Plus de 20 événements régionaux ont rassemblé des centaines de dirigeants, d’experts et d’acteurs du secteur manufacturier. Les conclusions sont sans équivoque : les entreprises sont prêtes à investir et à moderniser leurs opérations, mais réclament un environnement plus favorable à l’innovation et à la croissance.
Selon les participants, les obstacles administratifs, fiscaux et réglementaires freinent encore la transformation des entreprises, notamment des PME.
Six recommandations pour relancer la productivité
Le manifeste propose six orientations majeures visant à stimuler la performance industrielle du Québec.
- Faire de la productivité une priorité économique centrale.
- Fixer des objectifs d’amélioration comparables aux juridictions concurrentes.
- Améliorer la visibilité des programmes d’aide existants.
- Réduire les obstacles administratifs imposés aux entreprises.
- Intégrer la productivité au cœur d’une stratégie industrielle cohérente.
- Mobiliser l’ensemble de la société autour de cet objectif.
Les signataires insistent sur le fait que les solutions sont connues et que les entreprises ne peuvent agir seules. Ils demandent un signal politique clair pour aligner politiques publiques, incitatifs financiers et actions concrètes.
L’automatisation et l’innovation au centre des solutions
Parmi les leviers identifiés, l’automatisation, l’intelligence artificielle et l’exploitation des données occupent une place centrale. Ces technologies sont considérées comme des accélérateurs majeurs de productivité, capables d’améliorer à la fois la compétitivité et la rentabilité des entreprises.
Toutefois, les PME se heurtent encore à plusieurs obstacles, notamment les coûts d’implantation, la complexité des solutions technologiques et le manque de ressources internes pour mener ces projets à terme.
Les experts soulignent que la réduction de la paperasserie et l’allègement de la fiscalité pourraient libérer des investissements importants en modernisation.

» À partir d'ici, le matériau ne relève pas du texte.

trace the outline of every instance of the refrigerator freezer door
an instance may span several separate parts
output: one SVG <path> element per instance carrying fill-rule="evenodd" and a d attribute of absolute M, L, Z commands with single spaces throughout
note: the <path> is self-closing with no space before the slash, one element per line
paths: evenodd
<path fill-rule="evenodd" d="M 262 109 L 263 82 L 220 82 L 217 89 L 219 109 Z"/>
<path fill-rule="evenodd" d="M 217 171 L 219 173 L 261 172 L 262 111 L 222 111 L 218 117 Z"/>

Un enjeu de souveraineté économique
Au-delà de la performance industrielle, les auteurs du manifeste présentent la productivité comme une question de prospérité collective et même de souveraineté économique. Face à l’évolution des relations commerciales internationales et à la concurrence accrue, notamment avec l’Europe et les États-Unis, le Québec doit renforcer sa capacité de production et d’innovation.
Le secteur manufacturier représente en effet un pilier majeur de l’économie québécoise, contribuant à plus de 12 % du PIB et à plus de 86 % des exportations. Il génère des ventes annuelles dépassant 219 milliards de dollars et emploie plus de 500 000 personnes.
Selon les signataires, l’amélioration de la productivité permettrait non seulement de préserver ces emplois, mais aussi d’en créer de nouveaux dans l’ensemble des régions.
Un appel à une mobilisation durable
Les leaders économiques insistent sur l’urgence d’agir dès maintenant afin d’éviter un décrochage industriel. Ils réclament une approche stable, cohérente et prévisible, capable de soutenir les investissements à long terme et d’encourager l’innovation.
Pour eux, la productivité manufacturière n’est pas un enjeu technique réservé aux spécialistes, mais une condition essentielle à la prospérité du Québec et à la vitalité de ses régions.
Le manifeste conclut qu’un engagement ferme du gouvernement, accompagné d’une mobilisation de l’ensemble de l’écosystème économique, pourrait permettre au Québec de rattraper rapidement son retard et de renforcer sa position dans l’économie mondiale.